Beyond the communication modality itself, future studies should also evaluate the content and readability of automated discharge messages. While this review categorized interventions primarily by technology type (e.g., SMS, phone calls, app-based tools), the informational clarity, tone, and readability of text-based messages may significantly influence patient comprehension and engagement. Incorporating standardized readability metrics may help ensure that automated discharge instructions remain accessible to patients with varying health literacy levels.
Advances in natural language processing and large language models (LLMs) may also offer new opportunities to systematically evaluate and optimize discharge communication. More broadly, emerging research in human–machine communication systems highlights how advanced computational models are increasingly being used to interpret and facilitate interactions between humans and digital technologies, suggesting potential future applications for personalized healthcare communication systems [46]. However, the implementation must be approached cautiously, as the use of patient-generated data raises important considerations regarding privacy, data security, and regulatory compliance (e.g., HIPAA). Future work should therefore explore secure, privacy-preserving approaches to applying these technologies within clinical communication systems.

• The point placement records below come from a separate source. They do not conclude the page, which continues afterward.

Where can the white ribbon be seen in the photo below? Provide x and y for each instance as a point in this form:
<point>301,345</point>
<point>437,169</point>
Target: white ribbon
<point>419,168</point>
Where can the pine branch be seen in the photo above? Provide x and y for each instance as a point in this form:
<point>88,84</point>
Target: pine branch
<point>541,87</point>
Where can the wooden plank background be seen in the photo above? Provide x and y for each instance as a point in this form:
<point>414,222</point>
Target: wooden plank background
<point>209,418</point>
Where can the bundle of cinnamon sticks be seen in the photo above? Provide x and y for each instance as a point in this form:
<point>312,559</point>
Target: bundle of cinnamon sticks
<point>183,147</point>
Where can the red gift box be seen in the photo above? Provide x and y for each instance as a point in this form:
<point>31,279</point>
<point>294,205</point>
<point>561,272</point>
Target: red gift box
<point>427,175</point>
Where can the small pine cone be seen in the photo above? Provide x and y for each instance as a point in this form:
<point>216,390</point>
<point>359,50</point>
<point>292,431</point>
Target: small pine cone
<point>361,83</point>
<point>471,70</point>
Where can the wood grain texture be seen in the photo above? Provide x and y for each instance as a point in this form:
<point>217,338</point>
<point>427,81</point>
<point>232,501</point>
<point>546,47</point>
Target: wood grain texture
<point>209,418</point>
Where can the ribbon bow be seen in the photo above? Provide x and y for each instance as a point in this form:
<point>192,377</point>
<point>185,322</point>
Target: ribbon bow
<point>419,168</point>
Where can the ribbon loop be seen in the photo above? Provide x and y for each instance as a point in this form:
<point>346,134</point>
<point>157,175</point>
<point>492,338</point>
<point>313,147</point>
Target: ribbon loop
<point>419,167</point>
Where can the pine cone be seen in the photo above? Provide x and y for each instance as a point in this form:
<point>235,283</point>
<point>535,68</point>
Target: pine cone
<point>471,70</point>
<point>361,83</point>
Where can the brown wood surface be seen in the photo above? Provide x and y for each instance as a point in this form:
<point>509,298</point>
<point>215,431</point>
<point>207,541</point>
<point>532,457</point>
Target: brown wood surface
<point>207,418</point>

Finally, economic evaluations should be integrated into future trials to assess the cost-effectiveness of automated discharge instruction programs. While these tools show promise in improving patient engagement, their scalability and integration into clinical workflows must be justified by demonstrated value in reducing complications and lowering healthcare costs.
5. Conclusions
This systematic review depicted high patient engagement, underscoring the potential for broader use in medical and surgical patient care. However, the results were inconclusive regarding the effect of automated discharge instructions (via phone calls, text messages and/or auto-generated printed summaries) on revisits to the emergency department, as well as readmission and reoperation rates. These findings suggest that automated discharge instructions can be effective at engaging patients but that their clinical impact likely depends on integration into discharge and transitional care workflows, particularly nursing-led follow-up, monitoring, and escalation.